Junior-to-be Mike Moser will have an opportunity to play more minutes at small forward next year after averaging 14.0 points and 10.5 rebounds last season as a power forward. Bennett will probably fill the hole at power forward, though he too can play both forward positions. And Pittsburgh transfer Khem Birch will likely usurp Carlos Lopez as the starting center once he becomes eligible in mid-December, giving the Rebels an intimidating shot blocker and another formidable rebounder.

There are more questions about UNLV's backcourt, but it's hardly a weakness.

Anthony Marshall is a slasher and a gifted finisher at the rim who must improve his outside shot and show he can run the offense at point guard for the first time. USC transfer Bryce Jones is the early favorite to replace Marshall at shooting guard after often looking like the Rebels' best guard while playing for the scout team last year. And defensive stopper Justin Hawkins and sweet-shooting incoming freshman Kaitin Reinhardt each will be part of the rotation and have a chance to crack the starting lineup.

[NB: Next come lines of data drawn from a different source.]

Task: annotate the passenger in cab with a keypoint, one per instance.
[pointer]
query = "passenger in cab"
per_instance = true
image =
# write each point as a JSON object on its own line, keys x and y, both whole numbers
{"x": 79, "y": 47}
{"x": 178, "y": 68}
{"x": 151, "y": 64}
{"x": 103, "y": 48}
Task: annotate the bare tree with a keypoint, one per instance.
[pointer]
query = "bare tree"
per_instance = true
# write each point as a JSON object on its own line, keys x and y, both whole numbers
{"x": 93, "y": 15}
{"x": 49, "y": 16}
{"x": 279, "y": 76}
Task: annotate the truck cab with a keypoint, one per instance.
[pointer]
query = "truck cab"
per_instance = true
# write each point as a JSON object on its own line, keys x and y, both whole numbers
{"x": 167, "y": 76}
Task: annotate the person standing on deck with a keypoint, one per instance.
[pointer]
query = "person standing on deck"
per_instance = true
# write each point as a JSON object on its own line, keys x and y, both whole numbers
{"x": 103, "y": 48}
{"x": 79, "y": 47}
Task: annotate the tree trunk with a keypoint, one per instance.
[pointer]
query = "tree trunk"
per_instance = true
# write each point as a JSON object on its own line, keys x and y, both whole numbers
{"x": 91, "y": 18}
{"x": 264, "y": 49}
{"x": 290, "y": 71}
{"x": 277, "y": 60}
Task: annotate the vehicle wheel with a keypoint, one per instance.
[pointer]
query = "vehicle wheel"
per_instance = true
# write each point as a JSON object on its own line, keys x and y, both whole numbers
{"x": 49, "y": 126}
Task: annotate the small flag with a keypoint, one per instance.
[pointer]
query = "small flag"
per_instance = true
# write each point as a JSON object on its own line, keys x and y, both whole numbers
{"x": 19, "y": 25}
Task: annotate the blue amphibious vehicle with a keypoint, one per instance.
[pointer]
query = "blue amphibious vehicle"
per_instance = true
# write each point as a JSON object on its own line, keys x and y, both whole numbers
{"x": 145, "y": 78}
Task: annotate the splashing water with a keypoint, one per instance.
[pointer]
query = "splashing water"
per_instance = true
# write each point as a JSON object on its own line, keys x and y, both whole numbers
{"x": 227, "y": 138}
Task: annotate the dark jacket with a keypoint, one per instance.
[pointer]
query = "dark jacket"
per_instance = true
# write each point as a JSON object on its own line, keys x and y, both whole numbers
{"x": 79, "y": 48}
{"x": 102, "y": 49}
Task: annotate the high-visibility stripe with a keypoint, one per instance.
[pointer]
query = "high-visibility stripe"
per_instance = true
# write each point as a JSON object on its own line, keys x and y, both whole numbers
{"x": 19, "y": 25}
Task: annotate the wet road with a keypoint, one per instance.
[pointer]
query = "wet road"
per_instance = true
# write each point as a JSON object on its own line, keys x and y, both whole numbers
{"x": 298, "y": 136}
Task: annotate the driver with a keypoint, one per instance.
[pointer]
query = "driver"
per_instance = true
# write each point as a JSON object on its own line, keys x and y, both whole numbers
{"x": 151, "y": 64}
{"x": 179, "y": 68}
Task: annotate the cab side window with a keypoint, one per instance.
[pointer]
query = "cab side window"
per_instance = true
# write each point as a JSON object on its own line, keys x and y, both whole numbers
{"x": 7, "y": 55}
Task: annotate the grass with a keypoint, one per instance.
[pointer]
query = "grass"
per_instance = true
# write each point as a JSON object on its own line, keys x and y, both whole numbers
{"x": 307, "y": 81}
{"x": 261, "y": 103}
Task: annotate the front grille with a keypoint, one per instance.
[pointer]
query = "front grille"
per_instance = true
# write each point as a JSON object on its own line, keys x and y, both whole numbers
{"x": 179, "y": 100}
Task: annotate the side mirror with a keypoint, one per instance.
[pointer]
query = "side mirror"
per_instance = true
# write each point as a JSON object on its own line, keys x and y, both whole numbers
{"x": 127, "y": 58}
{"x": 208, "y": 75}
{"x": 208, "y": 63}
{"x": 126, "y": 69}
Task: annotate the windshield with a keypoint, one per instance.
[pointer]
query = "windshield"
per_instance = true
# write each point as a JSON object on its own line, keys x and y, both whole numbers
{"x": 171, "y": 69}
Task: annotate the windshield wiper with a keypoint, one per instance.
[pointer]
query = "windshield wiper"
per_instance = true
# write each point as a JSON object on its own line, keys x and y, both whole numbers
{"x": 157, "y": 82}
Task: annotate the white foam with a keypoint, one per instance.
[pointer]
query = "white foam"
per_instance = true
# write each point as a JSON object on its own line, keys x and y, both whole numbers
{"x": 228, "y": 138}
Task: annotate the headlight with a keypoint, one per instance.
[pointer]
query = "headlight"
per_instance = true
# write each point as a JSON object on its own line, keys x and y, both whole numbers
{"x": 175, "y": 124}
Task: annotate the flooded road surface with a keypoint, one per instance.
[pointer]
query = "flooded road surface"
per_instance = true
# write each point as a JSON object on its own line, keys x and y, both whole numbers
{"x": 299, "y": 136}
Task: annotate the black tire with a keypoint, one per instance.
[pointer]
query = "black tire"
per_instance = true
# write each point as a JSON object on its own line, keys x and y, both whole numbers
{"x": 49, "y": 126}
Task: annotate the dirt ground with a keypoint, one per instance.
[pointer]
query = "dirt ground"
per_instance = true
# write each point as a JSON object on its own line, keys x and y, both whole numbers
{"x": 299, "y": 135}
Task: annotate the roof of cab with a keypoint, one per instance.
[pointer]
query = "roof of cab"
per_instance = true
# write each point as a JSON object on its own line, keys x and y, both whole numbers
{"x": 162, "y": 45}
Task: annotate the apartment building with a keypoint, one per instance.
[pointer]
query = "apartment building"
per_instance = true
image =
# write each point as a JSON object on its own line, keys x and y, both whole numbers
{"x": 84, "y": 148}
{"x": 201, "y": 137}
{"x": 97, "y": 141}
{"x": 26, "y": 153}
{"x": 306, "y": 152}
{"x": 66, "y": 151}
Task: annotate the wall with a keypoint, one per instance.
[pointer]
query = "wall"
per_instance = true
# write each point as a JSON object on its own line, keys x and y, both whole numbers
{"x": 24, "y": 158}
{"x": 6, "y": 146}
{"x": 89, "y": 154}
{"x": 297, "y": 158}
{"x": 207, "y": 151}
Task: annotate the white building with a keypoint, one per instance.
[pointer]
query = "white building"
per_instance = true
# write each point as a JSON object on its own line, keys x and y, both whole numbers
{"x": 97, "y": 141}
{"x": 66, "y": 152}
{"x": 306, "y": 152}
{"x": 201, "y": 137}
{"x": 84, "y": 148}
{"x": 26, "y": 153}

That's as talented a roster as UNLV has fielded in about two decades, yet it's a testament to the strength of the upper half of the Mountain West that the Rebels are hardly a clear-cut favorite. San Diego State belongs in the discussion as well thanks to the return of the four guards who led them to the NCAA tournament last season and the arrival of a handful of transfers and recruits to fortify the frontcourt.

Even beyond the Rebels and Aztecs, there are other contenders. New Mexico has its own potent backcourt in Kendall Williams, Tony Snell, Demetrius Walker and Hugh Greenwood, though the loss of Drew Gordon leaves a hole in the paint. And new Colorado  State coach Larry Eustachy inherits the core of last year's guard-oriented NCAA tournament team.

Still, UNLV will have as much or more talent than any of those teams, especially now that the Rebels have Bennett in the fold.

Second-year coach Dave Rice sold Bennett on the chance to thrive in a free-flowing, up-tempo system. It also didn't hurt that close friend and fellow Canadian Birch transferred to the Rebels last December and immediately began urging Bennett to join him.

While UNLV enjoyed consistent success under former coach Lon Kruger, the Rebels rarely won recruiting battles with the likes of Kentucky, Florida, Washington and Oregon for top players like Bennett.

That they're doing it under Rice suggests the program may be on the ascent once again.